A viatical settlement gives terminally ill individuals cash in exchange for their life insurance policies. A viatical settlement company pays the insured a portion of the face value of his policy in exchange for all rights to the policy upon the insured’s death. In most cases, life insurance payments to the terminally ill are not taxable.
Accelerated Death Benefits
The IRS refers to the money that changes hands in a life insurance settlement transaction as accelerated death benefits. According to the IRS’s Tax Guide for Seniors, viatical settlement taxes are not owed under certain circumstances.
Certain amounts paid as accelerated death benefits under a life insurance contract or viatical settlement before the insured’s death are generally excluded from income if the insured is terminally or chronically ill.
IRS Publication 554 (2012)
Note that the exclusion from income cannot be claimed by a beneficiary who receives a settlement for an insurable interest that arose because the beneficiary was the insured’s employer or an investor in the insured’s company.

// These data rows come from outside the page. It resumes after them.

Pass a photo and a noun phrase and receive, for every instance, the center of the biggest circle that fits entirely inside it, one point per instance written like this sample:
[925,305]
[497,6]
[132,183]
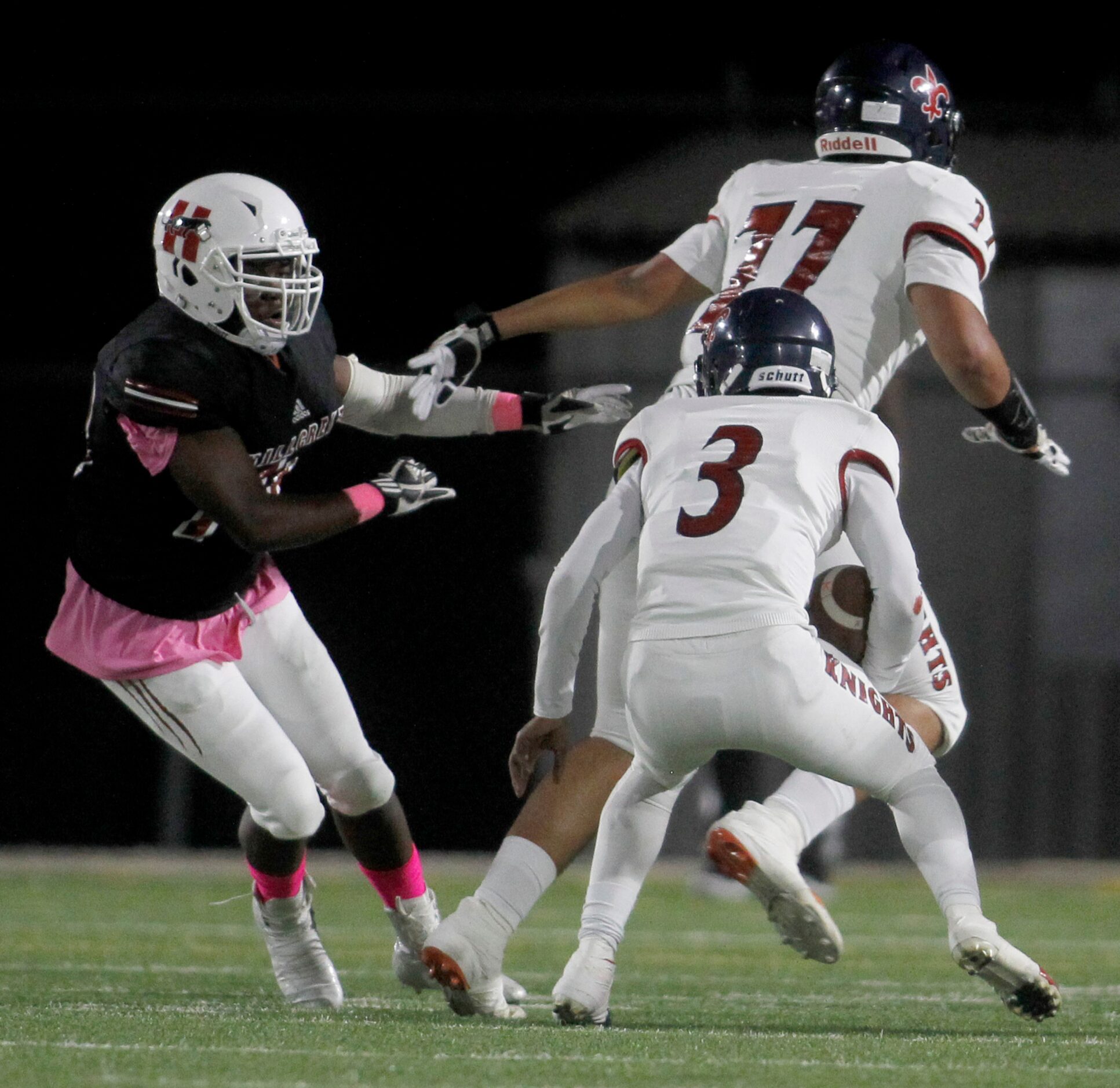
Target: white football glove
[408,486]
[1045,449]
[574,408]
[459,347]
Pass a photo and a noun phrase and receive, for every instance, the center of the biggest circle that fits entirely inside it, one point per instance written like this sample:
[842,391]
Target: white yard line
[592,1059]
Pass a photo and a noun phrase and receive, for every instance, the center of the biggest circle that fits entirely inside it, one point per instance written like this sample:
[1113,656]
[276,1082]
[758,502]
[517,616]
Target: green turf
[126,975]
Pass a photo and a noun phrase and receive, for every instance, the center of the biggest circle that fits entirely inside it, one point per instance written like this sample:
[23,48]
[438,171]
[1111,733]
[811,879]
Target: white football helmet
[230,247]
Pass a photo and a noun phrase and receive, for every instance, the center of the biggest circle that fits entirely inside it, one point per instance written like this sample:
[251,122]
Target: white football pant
[930,676]
[272,726]
[765,691]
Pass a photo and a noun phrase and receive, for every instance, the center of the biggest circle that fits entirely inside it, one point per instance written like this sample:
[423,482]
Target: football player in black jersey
[200,408]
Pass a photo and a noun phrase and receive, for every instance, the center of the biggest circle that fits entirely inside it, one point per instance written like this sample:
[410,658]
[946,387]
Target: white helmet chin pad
[212,239]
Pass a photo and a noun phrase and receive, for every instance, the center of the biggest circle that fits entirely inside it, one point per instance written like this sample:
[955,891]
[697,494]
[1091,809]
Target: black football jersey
[138,539]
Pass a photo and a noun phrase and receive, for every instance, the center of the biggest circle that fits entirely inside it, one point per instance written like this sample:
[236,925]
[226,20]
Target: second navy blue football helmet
[769,341]
[889,100]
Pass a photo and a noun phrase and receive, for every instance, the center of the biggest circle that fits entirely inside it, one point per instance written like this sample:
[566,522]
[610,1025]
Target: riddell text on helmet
[849,144]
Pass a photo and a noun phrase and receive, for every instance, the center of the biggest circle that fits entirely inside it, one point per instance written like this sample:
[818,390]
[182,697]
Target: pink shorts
[110,642]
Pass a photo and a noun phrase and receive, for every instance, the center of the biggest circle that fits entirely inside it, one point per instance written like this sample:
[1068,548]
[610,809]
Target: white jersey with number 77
[852,238]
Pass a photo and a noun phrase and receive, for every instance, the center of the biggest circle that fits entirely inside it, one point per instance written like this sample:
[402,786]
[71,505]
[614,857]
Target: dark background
[428,187]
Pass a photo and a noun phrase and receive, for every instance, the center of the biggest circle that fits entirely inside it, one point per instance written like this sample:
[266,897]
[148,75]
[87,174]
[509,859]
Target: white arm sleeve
[929,260]
[701,251]
[876,532]
[606,538]
[379,402]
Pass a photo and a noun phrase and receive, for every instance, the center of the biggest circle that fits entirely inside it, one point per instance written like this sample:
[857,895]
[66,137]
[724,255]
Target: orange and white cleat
[1020,983]
[750,846]
[464,955]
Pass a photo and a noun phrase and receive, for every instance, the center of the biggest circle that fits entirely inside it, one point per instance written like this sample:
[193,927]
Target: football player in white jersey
[732,498]
[892,247]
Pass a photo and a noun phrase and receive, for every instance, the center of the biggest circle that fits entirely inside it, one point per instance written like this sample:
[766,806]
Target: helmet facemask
[276,293]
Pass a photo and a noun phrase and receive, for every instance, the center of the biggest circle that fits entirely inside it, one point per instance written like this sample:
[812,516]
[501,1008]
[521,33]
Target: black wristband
[532,406]
[475,317]
[1015,418]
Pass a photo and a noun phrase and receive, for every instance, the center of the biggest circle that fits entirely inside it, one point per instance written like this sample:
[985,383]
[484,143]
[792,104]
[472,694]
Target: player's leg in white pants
[768,691]
[930,677]
[293,676]
[210,713]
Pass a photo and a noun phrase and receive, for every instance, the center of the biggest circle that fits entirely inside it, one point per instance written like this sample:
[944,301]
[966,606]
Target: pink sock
[278,887]
[406,882]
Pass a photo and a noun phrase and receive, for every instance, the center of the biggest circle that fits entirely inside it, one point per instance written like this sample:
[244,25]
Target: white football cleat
[583,995]
[1020,983]
[750,846]
[304,972]
[414,921]
[464,956]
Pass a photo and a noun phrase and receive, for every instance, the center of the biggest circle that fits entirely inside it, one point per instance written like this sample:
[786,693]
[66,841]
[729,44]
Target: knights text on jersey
[138,540]
[839,233]
[739,495]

Viatical Settlement Taxes: Qualified Individuals
To exclude a life insurance settlement from your income and reduce your viatical settlement taxes to zero, you must have a terminal or chronic illness. You may qualify if you meet these criteria:
- A physician has certified you as having an illness or condition that can reasonably expected to result in your death sometime during the 24 months following the certification; or
- You are not terminally ill, but within the past 12 months, a physician has certified you as having a chronic illness.
If your life expectancy is longer than 24 months, your benefits will be taxed based on the amount of premiums you have already paid. Taxation of a life settlement is complex and depends on your life expectancy, how much you have paid in insurance premiums and how much you receive for your settlement. Your settlement may be treated as ordinary income or a capital gain for tax purposes. It’s a good idea to get tax advice from a professional before you commit to a settlement.

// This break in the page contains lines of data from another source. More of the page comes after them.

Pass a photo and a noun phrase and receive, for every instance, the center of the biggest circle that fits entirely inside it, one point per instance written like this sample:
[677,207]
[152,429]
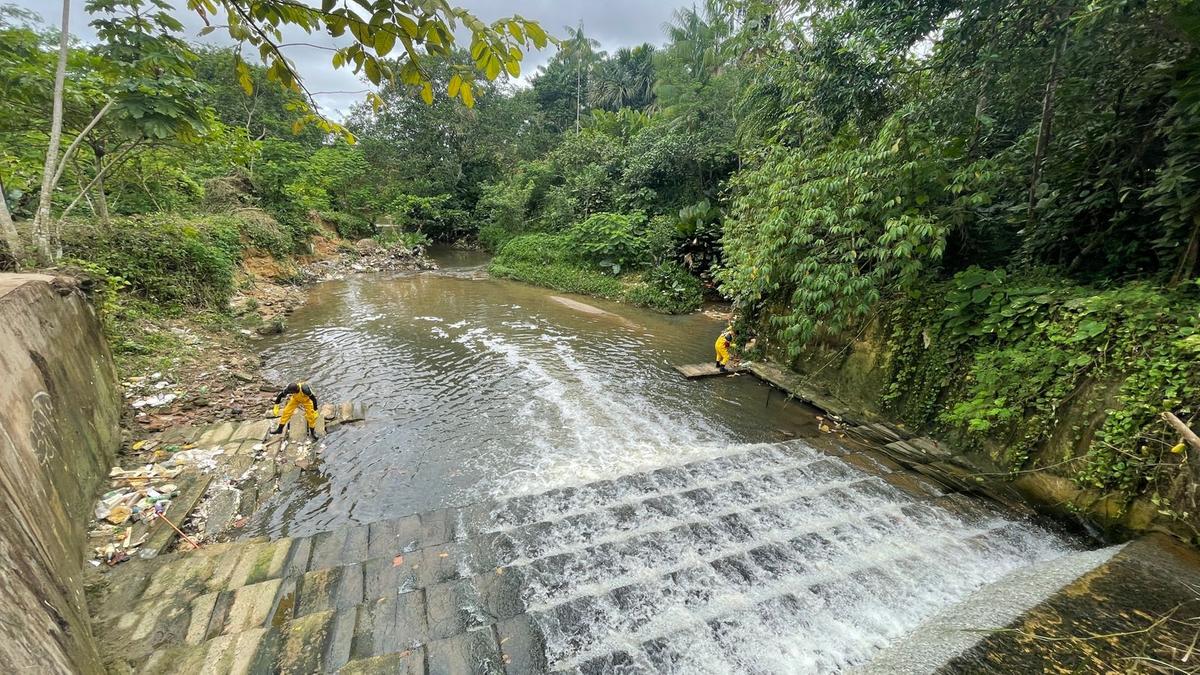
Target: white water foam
[583,426]
[762,560]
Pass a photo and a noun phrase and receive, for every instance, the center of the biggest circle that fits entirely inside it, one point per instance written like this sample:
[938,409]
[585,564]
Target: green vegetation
[991,357]
[563,262]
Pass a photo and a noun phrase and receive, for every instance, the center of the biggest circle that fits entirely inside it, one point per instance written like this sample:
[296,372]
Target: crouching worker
[725,348]
[299,394]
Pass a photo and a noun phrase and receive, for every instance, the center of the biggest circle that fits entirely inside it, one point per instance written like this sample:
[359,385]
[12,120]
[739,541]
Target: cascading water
[765,560]
[653,529]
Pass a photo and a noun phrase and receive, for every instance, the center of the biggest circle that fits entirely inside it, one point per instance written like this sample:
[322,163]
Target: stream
[657,530]
[487,388]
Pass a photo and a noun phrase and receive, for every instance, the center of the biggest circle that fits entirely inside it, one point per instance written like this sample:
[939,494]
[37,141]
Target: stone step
[448,628]
[760,523]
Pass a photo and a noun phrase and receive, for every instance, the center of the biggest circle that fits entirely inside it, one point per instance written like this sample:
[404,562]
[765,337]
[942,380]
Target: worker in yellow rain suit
[724,346]
[299,394]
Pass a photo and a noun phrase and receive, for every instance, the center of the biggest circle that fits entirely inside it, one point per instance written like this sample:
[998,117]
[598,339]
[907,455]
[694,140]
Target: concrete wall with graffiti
[59,431]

One way to meet the “chronic illness” requirement is for you to have a loss of functional capacity that makes you unable to perform two or more of the following activities for 90 days or more without substantial help:
- Eating
- Using the toilet
- Moving from a bed to a wheelchair or from wheelchair to car
- Taking a bath or shower
- Getting dressed or undressed
- Controlling your bowels or bladder
If the insured has severe cognitive impairment, he meets the chronic illness requirement if he needs “substantial supervision” to protect his health and safety because of his mental impairment.
For the chronically ill, life insurance settlement money may be excluded in its entirety from taxable income if it is used to pay for long-term medical care for the insured. Settlement money not spent on medical services is excludable up to a limit.